[Python-ideas] Multi-line comment blocks.

Devin Jeanpierre jeanpierreda at gmail.com
Sat Jun 16 04:27:17 CEST 2012


On Fri, Jun 15, 2012 at 6:51 PM, Guido van Rossum <guido at python.org> wrote:
> On Fri, Jun 15, 2012 at 3:47 PM, David Gates <gatesda at gmail.com> wrote:
>> My proposal wasn't for people who hand-code the single-line comment syntax
>> but for those that use multi-line string comments.  Since the multi-line
>> string hack's BDFL-approved, people will use it and other people will have
>> to deal with it.
>
> What's wrong with it?

It behaves "badly" in a lot of circumstances. If you put it in an
expression, it's treated as a string (not as an invisible thing) (IMHO
this is its worst failing, the rest is just fluff). And to add on some
more reasons, if you put it at the top of a file, class statement, or
def statement, it's treated as a docstring, which may accidentally be
included in autogenerated docs. In fact, for some common tools
(epydoc), even if you put it in some other places it may be grabbed as
a docstring (e.g. if you put it after a variable definition inside a
class statement), and be included in the documentation. Basically the
Python tool world seems to think that strings that aren't inside an
expression are "docstrings", not comments, and you have to be careful
to avoid being misinterpreted by your tools, which is unfortunate.

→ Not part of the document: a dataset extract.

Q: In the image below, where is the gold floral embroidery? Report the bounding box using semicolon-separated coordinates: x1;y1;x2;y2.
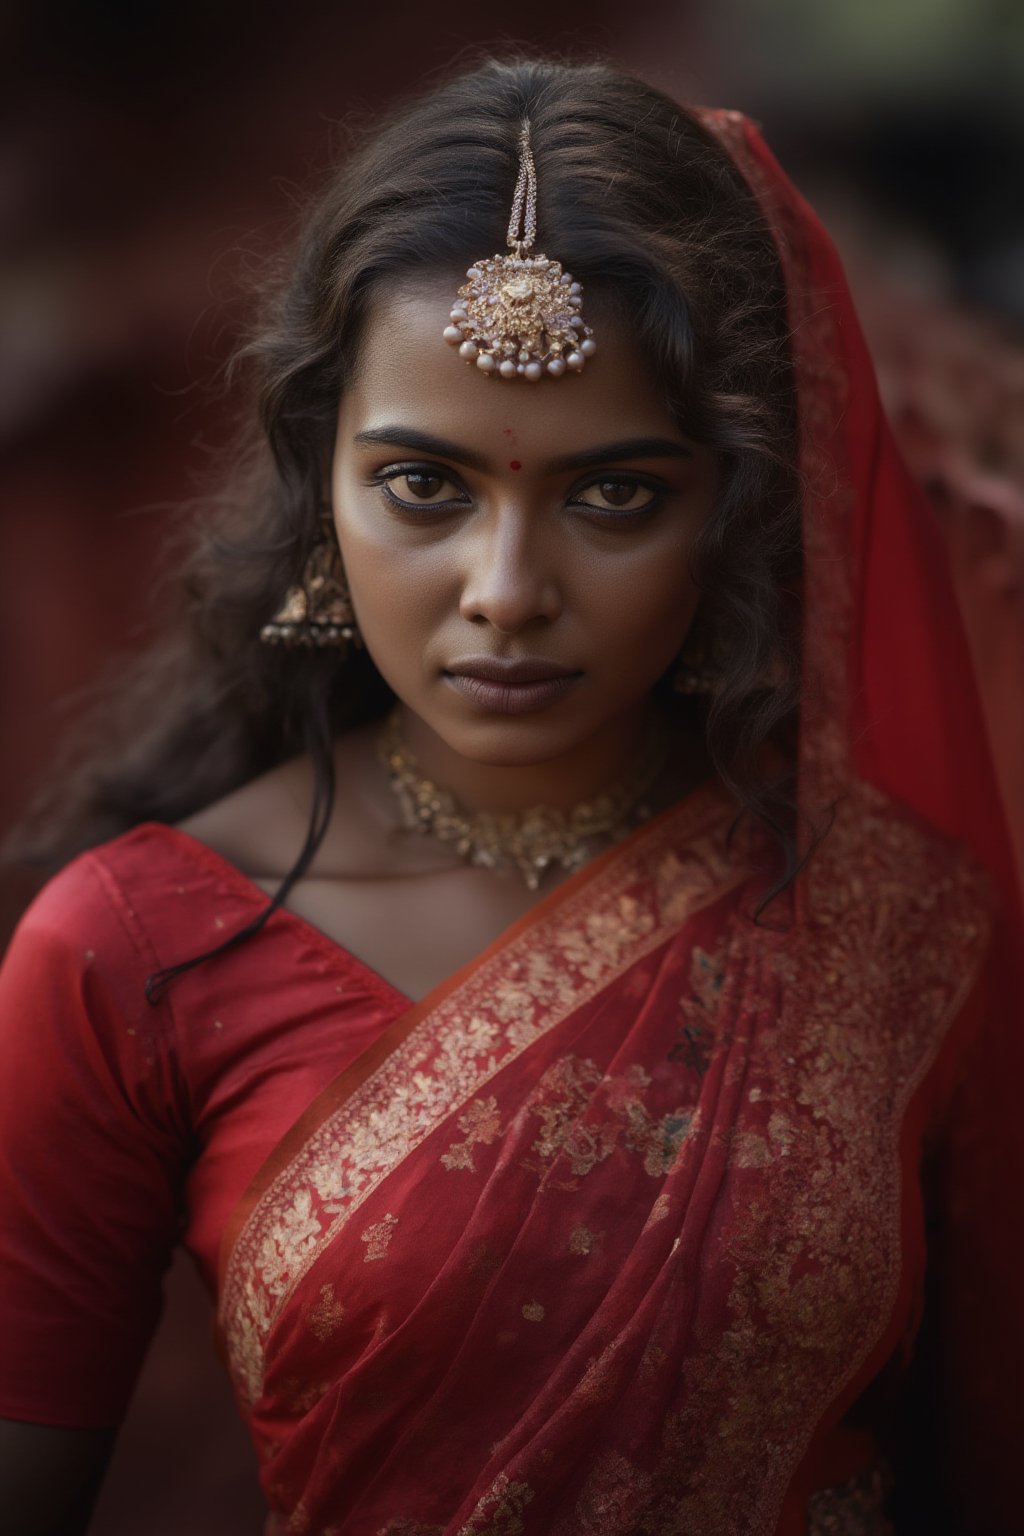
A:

In contrast, the reason that multiline comments are so great is that
they can go virtually anywhere without too much concern. For example:

    def foo(a, b(*=None*)):
        ...

In this hypothetical code, I commented out the =None in order to run
the test suite and see if any of my code omitted that argument, maybe
to judge how reasonable it is to remove the default. Here, neither "#"
comments nor docstrings really make this easy. The closest equivalent
is:

    def foo(a, b): #=None):
        ...

And that has to be done entirely by hand, and might be especially
painful (involving copy-paste) if it isn't the last argument that's
being changed.

I have done this sort of thing (commenting out stuff inside def
statements) many times, I don't even remember why. It crops up.

Of course, multiline comments go anywhere, not just in def statements.
And they span multiple lines! In practice, most of the time that's
just as easy with the editor key that inserts "#", I just wanted to
point out a case where no existing solution makes it so easy.